I truly believed that the two years thus spent would give me the opportunity to not just look at who I was but also give me the time to evaluate where I stood and where I really wanted to head in life. Most people in my position do the same and quite frankly they are hardly to blame – if at all. Asked myself, I too would advise a person facing that crisis in life to do exactly as I did.

And yet, as I stand today, I feel that most around me are truly lost – too caught up in what we are doing to ever thing properly about exactly what we are doing and what ramifications our actions hold for ourselves. Aversion to taking risks has become so deep a part of us that we rarely seem to be able to tune into ourselves. The truth about us becomes a part of the great unknown and like the leaf in autumn winds, we too get swept with the tide…moving towards our destiny with scarcely a thought about what that destiny is.

I can hardly boast of being a thinker or even one who knows the answer to any of the questions that haunt my existence.

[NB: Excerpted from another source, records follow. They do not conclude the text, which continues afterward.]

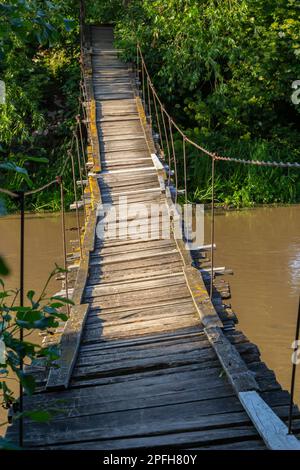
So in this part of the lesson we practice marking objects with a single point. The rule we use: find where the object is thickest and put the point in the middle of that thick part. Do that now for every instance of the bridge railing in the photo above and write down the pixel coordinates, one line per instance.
(163, 128)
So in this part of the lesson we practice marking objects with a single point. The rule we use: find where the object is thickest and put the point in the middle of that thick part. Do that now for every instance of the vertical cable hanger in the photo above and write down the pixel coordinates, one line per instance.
(82, 148)
(59, 180)
(149, 105)
(293, 380)
(158, 123)
(76, 202)
(80, 173)
(184, 170)
(22, 239)
(143, 84)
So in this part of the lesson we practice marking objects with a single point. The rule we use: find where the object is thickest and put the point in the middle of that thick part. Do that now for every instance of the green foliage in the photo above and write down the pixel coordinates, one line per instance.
(225, 70)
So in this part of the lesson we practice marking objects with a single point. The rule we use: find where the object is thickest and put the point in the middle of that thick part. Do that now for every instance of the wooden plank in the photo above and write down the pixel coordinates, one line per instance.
(69, 347)
(273, 431)
(236, 370)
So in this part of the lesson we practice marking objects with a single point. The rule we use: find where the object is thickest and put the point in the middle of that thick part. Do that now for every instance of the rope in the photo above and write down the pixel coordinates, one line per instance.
(158, 123)
(143, 83)
(184, 169)
(167, 142)
(82, 147)
(38, 190)
(203, 149)
(9, 193)
(149, 103)
(80, 173)
(212, 233)
(63, 228)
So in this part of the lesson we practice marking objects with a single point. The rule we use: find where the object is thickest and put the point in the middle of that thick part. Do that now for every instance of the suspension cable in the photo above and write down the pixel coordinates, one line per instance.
(174, 160)
(212, 231)
(167, 142)
(184, 170)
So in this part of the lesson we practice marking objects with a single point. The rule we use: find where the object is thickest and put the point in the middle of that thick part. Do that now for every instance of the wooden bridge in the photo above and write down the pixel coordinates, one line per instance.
(147, 360)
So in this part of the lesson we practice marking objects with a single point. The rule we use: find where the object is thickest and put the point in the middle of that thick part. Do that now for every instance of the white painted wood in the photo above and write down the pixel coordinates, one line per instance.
(272, 430)
(134, 191)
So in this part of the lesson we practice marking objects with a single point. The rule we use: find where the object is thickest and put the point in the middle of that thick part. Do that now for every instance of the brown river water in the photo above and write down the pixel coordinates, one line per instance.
(261, 245)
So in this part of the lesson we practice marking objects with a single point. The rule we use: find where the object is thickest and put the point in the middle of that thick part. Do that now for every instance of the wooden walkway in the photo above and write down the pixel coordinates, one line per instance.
(154, 365)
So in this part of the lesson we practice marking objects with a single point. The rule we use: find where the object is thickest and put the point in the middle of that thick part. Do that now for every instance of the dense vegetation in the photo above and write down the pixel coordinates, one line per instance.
(224, 69)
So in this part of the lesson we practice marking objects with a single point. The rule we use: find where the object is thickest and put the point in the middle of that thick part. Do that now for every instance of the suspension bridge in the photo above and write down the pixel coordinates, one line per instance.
(150, 356)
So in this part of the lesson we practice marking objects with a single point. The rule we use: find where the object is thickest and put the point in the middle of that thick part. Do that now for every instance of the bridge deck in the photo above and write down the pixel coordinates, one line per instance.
(147, 373)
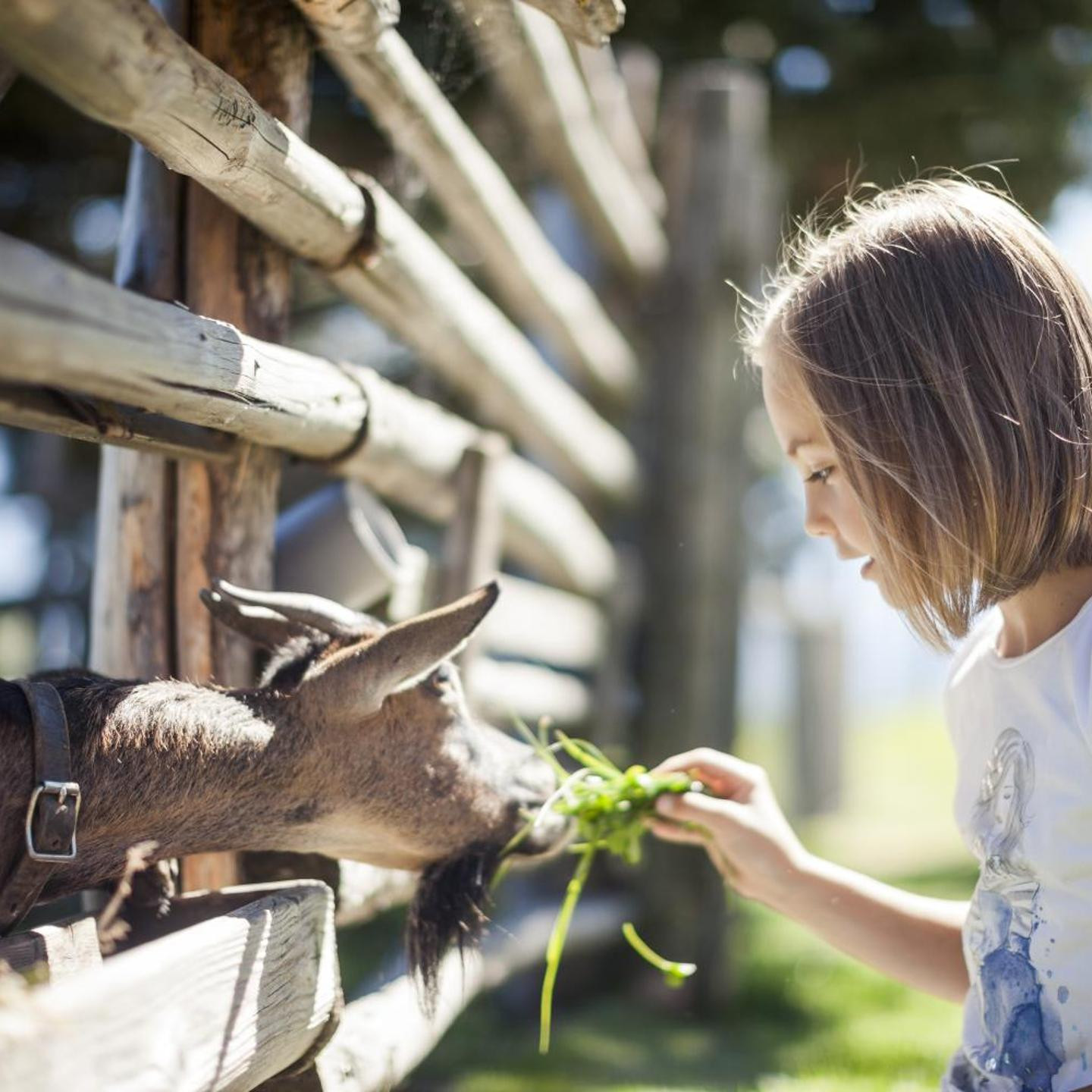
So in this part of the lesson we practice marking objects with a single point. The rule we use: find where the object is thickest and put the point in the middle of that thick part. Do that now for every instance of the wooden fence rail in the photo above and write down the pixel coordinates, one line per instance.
(222, 1005)
(521, 265)
(121, 64)
(66, 328)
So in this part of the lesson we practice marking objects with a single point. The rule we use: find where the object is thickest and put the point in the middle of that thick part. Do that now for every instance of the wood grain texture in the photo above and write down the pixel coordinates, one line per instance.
(225, 516)
(220, 1006)
(97, 340)
(591, 22)
(538, 77)
(55, 951)
(522, 267)
(722, 225)
(119, 62)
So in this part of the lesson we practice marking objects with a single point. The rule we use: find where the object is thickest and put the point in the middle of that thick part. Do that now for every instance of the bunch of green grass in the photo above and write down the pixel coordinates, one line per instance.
(610, 806)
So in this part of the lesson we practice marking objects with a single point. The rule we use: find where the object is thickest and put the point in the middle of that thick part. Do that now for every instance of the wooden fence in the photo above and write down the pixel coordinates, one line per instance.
(240, 985)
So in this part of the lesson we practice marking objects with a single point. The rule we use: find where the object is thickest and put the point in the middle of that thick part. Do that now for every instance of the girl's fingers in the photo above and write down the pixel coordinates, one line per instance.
(696, 807)
(724, 774)
(674, 833)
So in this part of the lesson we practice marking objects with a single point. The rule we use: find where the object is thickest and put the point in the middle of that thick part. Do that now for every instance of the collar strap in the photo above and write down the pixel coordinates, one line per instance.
(54, 807)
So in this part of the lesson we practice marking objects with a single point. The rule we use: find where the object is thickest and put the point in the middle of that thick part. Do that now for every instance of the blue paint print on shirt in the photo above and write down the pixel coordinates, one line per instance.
(1012, 1037)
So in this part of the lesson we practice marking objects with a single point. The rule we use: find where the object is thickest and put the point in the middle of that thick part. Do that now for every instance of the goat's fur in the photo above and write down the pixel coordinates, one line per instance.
(356, 744)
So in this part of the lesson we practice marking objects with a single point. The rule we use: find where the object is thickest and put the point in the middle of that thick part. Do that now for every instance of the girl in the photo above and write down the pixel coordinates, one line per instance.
(927, 369)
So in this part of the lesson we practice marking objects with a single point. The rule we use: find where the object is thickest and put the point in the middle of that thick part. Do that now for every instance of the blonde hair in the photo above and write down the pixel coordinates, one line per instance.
(948, 350)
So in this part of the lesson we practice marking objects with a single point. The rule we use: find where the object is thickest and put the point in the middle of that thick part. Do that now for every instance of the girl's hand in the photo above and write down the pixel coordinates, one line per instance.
(741, 824)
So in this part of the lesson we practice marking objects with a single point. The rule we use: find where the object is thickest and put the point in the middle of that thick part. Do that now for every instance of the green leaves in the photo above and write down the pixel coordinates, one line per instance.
(608, 806)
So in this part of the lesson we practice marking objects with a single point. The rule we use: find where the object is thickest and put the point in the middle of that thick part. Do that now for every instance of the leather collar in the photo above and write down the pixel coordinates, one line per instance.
(52, 806)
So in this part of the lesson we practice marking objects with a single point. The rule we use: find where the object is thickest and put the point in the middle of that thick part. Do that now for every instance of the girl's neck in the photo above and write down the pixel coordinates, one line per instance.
(1037, 613)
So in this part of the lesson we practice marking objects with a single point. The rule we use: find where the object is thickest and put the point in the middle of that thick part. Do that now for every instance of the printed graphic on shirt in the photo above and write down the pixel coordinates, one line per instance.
(1012, 1037)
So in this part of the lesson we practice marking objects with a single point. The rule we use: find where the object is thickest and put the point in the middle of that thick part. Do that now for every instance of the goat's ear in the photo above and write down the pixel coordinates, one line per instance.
(261, 625)
(355, 680)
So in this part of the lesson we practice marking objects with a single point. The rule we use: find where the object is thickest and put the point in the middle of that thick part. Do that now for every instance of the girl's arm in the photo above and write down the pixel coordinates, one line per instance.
(908, 937)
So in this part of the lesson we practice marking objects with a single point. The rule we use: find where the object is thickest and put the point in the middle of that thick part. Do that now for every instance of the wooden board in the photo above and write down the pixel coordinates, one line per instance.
(220, 1006)
(97, 340)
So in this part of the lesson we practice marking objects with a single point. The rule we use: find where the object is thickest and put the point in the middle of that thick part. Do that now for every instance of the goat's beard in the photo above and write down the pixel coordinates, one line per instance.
(448, 911)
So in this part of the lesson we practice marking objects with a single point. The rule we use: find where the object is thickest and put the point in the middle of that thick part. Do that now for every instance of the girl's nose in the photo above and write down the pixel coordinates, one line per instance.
(817, 523)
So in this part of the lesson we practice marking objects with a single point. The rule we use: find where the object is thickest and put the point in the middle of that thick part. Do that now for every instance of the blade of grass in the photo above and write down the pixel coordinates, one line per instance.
(557, 943)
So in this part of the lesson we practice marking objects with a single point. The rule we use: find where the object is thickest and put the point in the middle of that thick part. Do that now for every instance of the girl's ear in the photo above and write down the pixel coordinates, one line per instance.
(353, 682)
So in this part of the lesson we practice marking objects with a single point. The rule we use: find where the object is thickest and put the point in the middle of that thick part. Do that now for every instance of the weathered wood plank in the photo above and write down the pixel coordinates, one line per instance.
(94, 339)
(588, 21)
(220, 1006)
(722, 224)
(59, 950)
(520, 263)
(610, 94)
(533, 66)
(384, 1034)
(97, 421)
(119, 62)
(226, 514)
(425, 298)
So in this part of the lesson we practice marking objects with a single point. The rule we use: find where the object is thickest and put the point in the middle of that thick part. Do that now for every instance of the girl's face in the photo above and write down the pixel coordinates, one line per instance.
(833, 509)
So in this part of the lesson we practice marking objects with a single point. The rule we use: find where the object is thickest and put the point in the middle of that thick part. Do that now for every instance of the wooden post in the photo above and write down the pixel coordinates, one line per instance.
(131, 595)
(225, 514)
(819, 721)
(715, 171)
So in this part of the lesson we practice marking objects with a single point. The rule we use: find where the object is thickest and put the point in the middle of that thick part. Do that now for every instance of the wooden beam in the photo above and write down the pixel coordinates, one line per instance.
(131, 595)
(121, 64)
(101, 341)
(722, 224)
(384, 1035)
(538, 77)
(99, 421)
(591, 22)
(520, 263)
(54, 952)
(226, 514)
(421, 295)
(610, 94)
(222, 1005)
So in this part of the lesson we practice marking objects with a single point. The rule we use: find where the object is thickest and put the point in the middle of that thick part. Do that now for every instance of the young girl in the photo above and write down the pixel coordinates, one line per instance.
(927, 369)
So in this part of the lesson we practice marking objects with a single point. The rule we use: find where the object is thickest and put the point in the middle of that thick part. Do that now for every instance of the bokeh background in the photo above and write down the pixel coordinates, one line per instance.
(834, 695)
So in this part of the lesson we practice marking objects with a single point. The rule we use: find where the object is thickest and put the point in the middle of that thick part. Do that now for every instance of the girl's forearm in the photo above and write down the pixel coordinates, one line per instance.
(908, 937)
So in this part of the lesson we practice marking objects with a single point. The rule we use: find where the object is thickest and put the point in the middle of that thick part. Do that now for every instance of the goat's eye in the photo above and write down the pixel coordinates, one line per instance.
(442, 677)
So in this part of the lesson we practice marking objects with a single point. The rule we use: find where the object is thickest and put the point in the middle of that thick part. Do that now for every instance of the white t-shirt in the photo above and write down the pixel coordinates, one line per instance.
(1022, 732)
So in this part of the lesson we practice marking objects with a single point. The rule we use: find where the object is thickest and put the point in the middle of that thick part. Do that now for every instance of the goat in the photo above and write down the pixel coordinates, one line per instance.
(357, 742)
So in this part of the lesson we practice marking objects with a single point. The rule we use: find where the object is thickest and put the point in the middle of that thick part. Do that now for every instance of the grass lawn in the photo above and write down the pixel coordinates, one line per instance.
(804, 1018)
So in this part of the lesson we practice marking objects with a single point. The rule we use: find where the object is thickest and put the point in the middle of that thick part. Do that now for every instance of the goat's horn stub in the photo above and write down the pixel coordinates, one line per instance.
(312, 610)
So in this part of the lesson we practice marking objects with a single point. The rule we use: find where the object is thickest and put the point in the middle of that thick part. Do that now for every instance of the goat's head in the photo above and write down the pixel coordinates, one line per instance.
(399, 770)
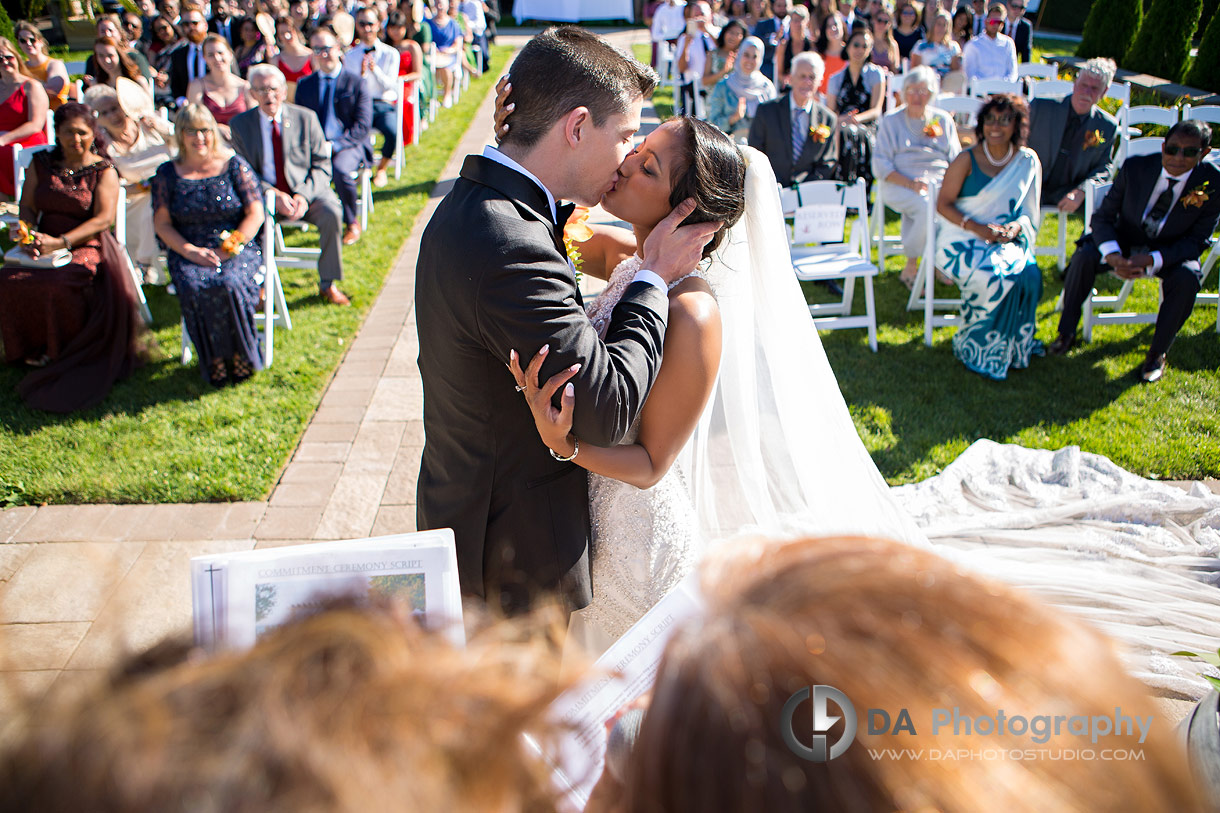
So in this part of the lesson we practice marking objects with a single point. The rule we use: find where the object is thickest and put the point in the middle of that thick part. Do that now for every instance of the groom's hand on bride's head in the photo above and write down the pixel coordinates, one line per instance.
(674, 250)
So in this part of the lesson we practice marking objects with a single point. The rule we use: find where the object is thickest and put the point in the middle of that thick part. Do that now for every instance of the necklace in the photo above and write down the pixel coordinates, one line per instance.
(1003, 160)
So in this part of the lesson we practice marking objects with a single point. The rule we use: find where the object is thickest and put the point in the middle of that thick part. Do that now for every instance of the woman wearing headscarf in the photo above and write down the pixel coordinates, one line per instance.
(736, 98)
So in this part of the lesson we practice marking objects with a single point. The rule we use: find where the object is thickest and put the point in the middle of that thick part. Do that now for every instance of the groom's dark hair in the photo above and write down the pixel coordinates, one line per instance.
(569, 67)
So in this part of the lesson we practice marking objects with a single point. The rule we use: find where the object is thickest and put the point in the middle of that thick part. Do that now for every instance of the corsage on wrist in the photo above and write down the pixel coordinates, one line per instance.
(232, 242)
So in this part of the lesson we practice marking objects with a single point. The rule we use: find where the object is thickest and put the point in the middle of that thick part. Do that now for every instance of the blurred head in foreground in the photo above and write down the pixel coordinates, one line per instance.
(893, 628)
(350, 709)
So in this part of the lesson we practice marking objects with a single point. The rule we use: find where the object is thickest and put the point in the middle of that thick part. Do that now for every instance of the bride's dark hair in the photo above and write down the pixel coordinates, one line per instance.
(713, 171)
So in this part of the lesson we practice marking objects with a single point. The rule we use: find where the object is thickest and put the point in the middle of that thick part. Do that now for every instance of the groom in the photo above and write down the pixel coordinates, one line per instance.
(493, 277)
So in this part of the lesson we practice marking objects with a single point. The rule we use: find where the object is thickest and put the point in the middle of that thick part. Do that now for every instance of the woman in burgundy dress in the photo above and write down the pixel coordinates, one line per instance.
(22, 111)
(77, 322)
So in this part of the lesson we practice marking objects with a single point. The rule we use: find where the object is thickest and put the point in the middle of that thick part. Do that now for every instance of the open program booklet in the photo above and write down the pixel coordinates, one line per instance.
(237, 597)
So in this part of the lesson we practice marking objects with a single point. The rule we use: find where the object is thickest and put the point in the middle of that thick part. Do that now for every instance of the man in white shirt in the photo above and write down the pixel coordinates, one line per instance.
(286, 147)
(377, 64)
(1157, 220)
(992, 55)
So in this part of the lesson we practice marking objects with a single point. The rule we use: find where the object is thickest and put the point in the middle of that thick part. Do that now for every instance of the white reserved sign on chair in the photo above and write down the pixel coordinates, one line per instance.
(819, 224)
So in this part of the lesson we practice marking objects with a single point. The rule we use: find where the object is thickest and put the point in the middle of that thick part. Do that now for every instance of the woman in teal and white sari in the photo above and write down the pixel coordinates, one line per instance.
(988, 224)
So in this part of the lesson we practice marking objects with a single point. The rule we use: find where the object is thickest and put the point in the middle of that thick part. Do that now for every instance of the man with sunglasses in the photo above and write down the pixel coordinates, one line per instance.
(1155, 221)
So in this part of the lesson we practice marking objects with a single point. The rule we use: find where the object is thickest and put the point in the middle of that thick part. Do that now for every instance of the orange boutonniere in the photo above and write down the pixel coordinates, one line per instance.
(576, 231)
(1196, 197)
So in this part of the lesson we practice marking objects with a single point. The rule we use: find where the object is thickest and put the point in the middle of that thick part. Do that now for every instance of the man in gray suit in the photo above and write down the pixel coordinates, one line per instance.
(1074, 138)
(288, 150)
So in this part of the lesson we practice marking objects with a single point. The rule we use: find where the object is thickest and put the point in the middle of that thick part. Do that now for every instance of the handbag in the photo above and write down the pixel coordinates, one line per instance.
(56, 259)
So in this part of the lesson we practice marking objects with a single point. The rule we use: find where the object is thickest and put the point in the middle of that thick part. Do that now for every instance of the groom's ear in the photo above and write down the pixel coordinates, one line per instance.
(576, 126)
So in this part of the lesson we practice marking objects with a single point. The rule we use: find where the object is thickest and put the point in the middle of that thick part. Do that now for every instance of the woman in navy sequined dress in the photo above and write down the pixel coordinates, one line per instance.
(199, 198)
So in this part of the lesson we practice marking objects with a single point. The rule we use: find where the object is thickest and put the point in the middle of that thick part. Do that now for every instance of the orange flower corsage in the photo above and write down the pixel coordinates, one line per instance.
(1196, 197)
(576, 231)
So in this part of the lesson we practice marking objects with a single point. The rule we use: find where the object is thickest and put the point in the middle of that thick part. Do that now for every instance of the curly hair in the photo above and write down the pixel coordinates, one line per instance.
(1008, 103)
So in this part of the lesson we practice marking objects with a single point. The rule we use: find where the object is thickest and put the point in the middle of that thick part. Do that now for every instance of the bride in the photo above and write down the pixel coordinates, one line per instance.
(744, 429)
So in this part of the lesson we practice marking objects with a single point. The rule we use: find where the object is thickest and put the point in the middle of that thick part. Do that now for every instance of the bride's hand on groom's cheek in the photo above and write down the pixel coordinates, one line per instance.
(503, 109)
(554, 425)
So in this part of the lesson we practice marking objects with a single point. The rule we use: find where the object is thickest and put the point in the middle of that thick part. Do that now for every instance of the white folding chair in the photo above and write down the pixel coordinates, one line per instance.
(1037, 71)
(132, 269)
(982, 88)
(836, 260)
(926, 280)
(1051, 89)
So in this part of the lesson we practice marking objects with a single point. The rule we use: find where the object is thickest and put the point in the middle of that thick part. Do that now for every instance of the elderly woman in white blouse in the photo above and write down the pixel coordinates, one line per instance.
(138, 142)
(915, 145)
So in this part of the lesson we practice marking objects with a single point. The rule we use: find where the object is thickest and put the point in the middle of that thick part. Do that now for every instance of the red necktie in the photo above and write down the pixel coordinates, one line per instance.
(277, 154)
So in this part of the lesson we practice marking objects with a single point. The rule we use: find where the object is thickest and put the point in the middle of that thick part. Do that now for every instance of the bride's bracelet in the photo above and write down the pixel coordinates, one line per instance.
(576, 449)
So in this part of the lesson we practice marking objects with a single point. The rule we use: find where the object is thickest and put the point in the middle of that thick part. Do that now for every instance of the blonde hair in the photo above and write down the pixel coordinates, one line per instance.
(195, 116)
(893, 628)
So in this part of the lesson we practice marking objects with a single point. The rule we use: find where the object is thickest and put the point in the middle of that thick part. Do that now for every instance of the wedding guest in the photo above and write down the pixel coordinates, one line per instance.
(42, 66)
(992, 55)
(909, 28)
(891, 626)
(410, 67)
(1019, 29)
(293, 59)
(110, 61)
(299, 170)
(797, 42)
(1157, 220)
(771, 31)
(208, 210)
(22, 111)
(345, 709)
(722, 60)
(377, 64)
(223, 93)
(796, 132)
(253, 48)
(885, 46)
(941, 54)
(857, 95)
(831, 44)
(345, 112)
(915, 145)
(78, 321)
(692, 53)
(736, 98)
(985, 241)
(137, 142)
(1074, 137)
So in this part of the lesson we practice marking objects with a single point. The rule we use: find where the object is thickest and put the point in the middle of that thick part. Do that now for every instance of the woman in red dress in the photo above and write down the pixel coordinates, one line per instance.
(22, 111)
(78, 322)
(410, 66)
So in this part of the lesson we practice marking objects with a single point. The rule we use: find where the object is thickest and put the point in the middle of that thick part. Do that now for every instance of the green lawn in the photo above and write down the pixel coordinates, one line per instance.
(918, 408)
(166, 436)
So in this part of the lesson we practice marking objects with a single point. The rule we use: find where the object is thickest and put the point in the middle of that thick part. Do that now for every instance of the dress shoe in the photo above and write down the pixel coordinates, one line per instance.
(332, 294)
(1152, 369)
(1062, 344)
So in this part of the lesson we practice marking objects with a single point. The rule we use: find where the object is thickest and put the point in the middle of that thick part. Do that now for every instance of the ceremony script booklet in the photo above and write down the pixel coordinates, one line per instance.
(238, 597)
(621, 675)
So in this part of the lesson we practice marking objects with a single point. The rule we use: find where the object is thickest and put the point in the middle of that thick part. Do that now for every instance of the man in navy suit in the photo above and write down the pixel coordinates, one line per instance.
(1155, 221)
(343, 105)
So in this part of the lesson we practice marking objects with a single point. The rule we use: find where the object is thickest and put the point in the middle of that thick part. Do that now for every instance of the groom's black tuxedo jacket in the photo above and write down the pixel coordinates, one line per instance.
(492, 277)
(1185, 234)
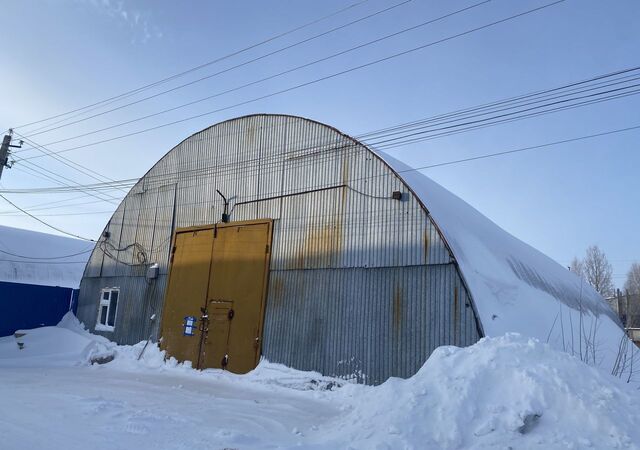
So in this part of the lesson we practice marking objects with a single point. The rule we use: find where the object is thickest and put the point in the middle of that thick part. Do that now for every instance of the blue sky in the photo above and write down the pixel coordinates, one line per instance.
(63, 54)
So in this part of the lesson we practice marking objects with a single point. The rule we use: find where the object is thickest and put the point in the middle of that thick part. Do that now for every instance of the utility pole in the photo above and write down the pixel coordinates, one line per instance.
(5, 151)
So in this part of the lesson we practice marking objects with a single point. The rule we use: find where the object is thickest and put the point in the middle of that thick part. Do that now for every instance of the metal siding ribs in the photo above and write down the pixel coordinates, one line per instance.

However that is hardly an excuse for being who I am. Will I ever have the courage to pursue the dream that I saw emerge today? I know not. I have no idea quite frankly about what direction I will ‘choose’ to take at the end of this phase of my life…and yet, that one phone call today wherein I stated what I believe in and met with an empathetic response seems to console me that the path I choose will not really be as tough as things have seemed thus far.

My aim is neither of chastising, nor of demeaning those that surround me. I merely say what I do because I am perhaps more clueless than most…because I know just how clueless man can become. Dustin Hoffman, take a bow… Truly, the sounds of silence are deafening.